Conséquemment, M. Ponchon célèbre la cuisine et le fait en gourmand, gourmet aussi, mais sage gourmet qui ne va point à la subtilité sotte et qui préfère les plats de France les plus simples. Il parle bien du gigot, des haricots ; et l’on n’a jamais si bien parlé de la soupe à l’oignon. La soupe à l’oignon, si charmante, a le mérite de vous amuser le goût, tandis qu’on la prépare : son bruit sent bon, vous met en appétit. Vous la mangez : c’est le meilleur moment. Vous en voulez encore ?

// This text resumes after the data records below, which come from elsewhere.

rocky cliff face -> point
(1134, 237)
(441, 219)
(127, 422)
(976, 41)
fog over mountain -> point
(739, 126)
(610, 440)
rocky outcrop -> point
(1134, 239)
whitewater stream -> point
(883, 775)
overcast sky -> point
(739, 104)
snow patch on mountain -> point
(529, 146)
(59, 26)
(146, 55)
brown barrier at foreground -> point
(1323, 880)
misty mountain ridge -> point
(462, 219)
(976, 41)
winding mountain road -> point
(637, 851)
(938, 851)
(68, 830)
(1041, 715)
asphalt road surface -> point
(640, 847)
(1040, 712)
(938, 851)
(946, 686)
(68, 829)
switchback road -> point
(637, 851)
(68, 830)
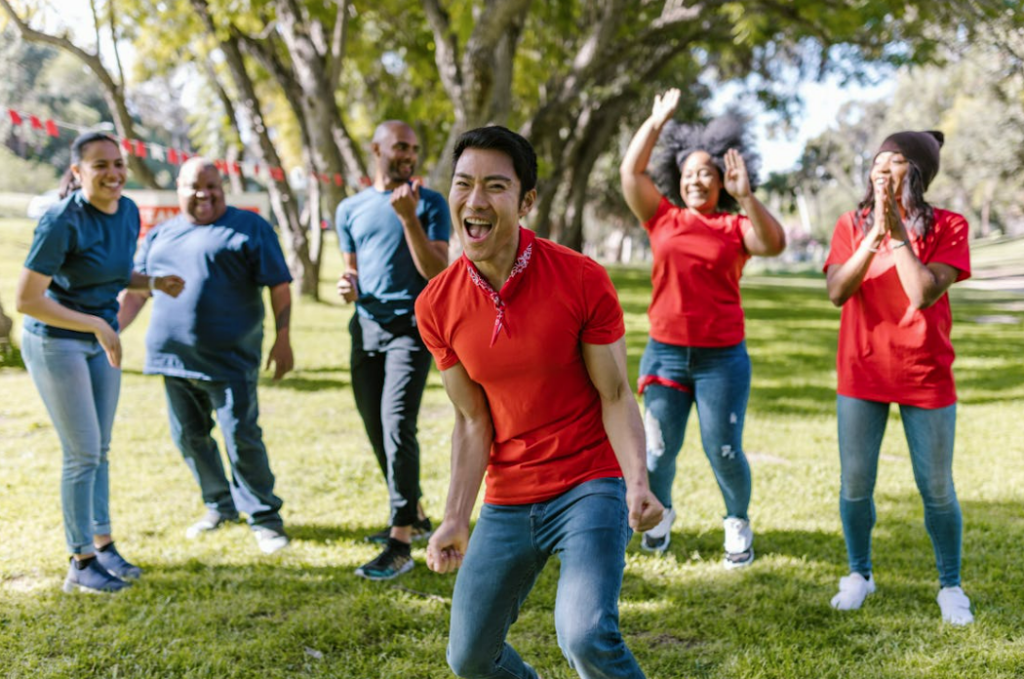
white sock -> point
(853, 589)
(954, 605)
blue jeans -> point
(80, 390)
(930, 434)
(587, 527)
(718, 379)
(190, 405)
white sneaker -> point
(738, 543)
(656, 540)
(270, 541)
(954, 605)
(853, 589)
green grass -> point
(217, 607)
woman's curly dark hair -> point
(679, 140)
(920, 214)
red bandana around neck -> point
(525, 251)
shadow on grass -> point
(682, 616)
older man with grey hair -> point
(207, 344)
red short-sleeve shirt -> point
(697, 263)
(888, 350)
(549, 435)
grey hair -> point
(678, 140)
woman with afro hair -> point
(696, 352)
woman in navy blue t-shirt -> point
(81, 258)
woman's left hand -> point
(170, 285)
(894, 225)
(737, 182)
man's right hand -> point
(448, 546)
(348, 287)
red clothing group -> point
(549, 433)
(888, 350)
(697, 263)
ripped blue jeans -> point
(718, 380)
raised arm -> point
(430, 257)
(31, 299)
(924, 284)
(606, 367)
(767, 238)
(471, 440)
(638, 188)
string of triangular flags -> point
(163, 154)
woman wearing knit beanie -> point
(890, 265)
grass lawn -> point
(217, 607)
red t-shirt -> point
(549, 435)
(697, 263)
(888, 350)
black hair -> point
(920, 214)
(501, 138)
(69, 182)
(678, 140)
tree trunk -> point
(113, 91)
(282, 199)
(5, 325)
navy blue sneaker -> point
(116, 564)
(92, 579)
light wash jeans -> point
(190, 405)
(718, 380)
(930, 434)
(80, 390)
(587, 527)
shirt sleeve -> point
(664, 209)
(951, 249)
(268, 259)
(436, 218)
(603, 323)
(443, 354)
(345, 240)
(842, 244)
(51, 242)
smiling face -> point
(700, 182)
(890, 167)
(485, 207)
(101, 173)
(396, 151)
(201, 193)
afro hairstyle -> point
(678, 140)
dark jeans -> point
(190, 405)
(389, 371)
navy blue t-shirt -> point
(368, 226)
(88, 253)
(214, 329)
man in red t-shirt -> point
(529, 340)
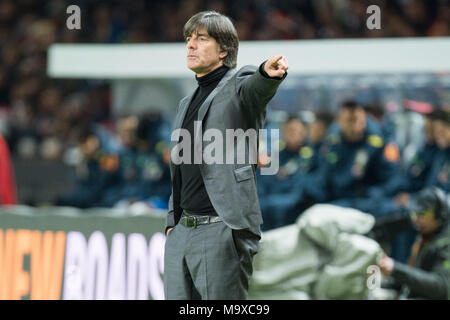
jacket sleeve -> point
(433, 284)
(255, 89)
(170, 218)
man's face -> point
(203, 53)
(90, 146)
(294, 133)
(317, 131)
(352, 123)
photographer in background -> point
(427, 275)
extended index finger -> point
(276, 59)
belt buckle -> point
(194, 221)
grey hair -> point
(218, 27)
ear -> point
(223, 54)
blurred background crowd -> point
(346, 155)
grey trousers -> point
(210, 262)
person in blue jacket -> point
(279, 194)
(357, 168)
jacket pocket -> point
(244, 173)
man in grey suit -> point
(213, 224)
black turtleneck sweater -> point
(194, 198)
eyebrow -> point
(199, 34)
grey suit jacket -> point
(238, 102)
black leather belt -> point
(194, 221)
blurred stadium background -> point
(85, 115)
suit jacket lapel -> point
(207, 103)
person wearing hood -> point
(427, 274)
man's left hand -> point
(386, 265)
(276, 66)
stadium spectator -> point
(356, 169)
(279, 194)
(94, 175)
(427, 274)
(439, 174)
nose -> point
(191, 44)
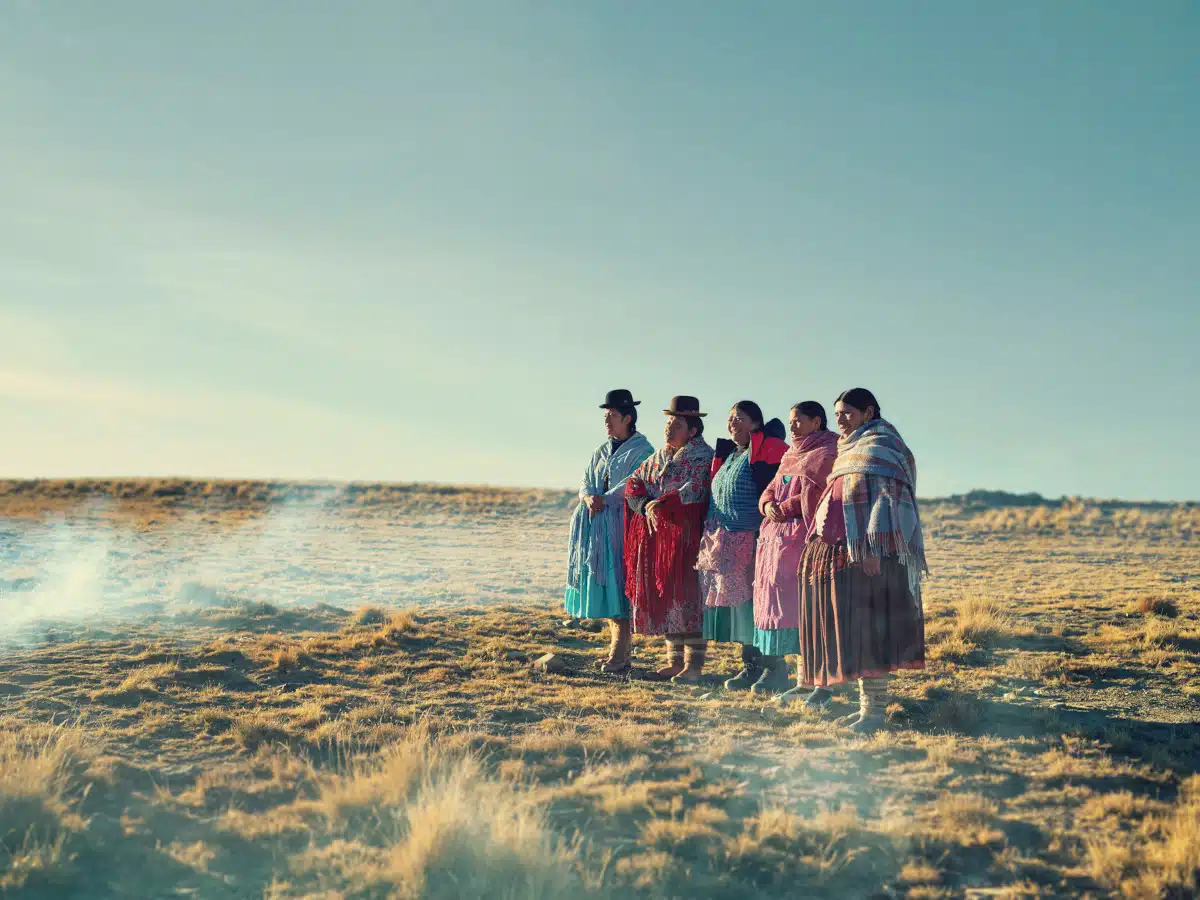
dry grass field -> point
(394, 741)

Allons, bon ! Il n’en reste plus !
Eh ! bien, alors, il n’en faut plus.
Ayons quelque philosophie.
Une soupe se trouvait là...
Elle n’est plus là... C’est la vie !
Que voulez-vous faire à cela ?
La soupe la plus innombrable
Finit tôt par nous dire adieu.
Et je ne vois guère que Dieu,
Finalement, de perdurable.


La muse, avec tant de poètes, et depuis tant de siècles, déplore la décevante rapidité des jours ! Elle a inspiré au vieil Héraclite un chagrin de pensée qu’il résumait en disant qu’on ne se baigne pas deux fois dans le même fleuve : le fleuve coule et est l’image du perpétuel changement. Le fleuve, incessamment futile, abandonné à tout instant ses rives ; et ses rives, malgré leur apparence d’être immobiles, changent de fleurs, d’herbe et de dessin. Le poète du Lac et le poète de la Tristesse d’Olympia, le poète du Souvenir aussi, plaignent la brièveté du bonheur. L’amour est analogue à l’eau courante ; et nos cœurs ne sont pas plus longuement fidèles que les rives, longuement pareilles. L’amour ne dure pas. Et ni la soupe à l’oignon ne dure ! Si vous jugez la seconde image moins belle et moins digne de votre rêverie, c’est possible. Mais enfin, la seconde image ne s’envole pas dans les nuées où ne l’atteignent bientôt plus vos regards ni votre amitié. Elle vous reconduit chez vous et ne vous laisse pas dissiper votre méditation : c’est trop dire ? votre sentiment.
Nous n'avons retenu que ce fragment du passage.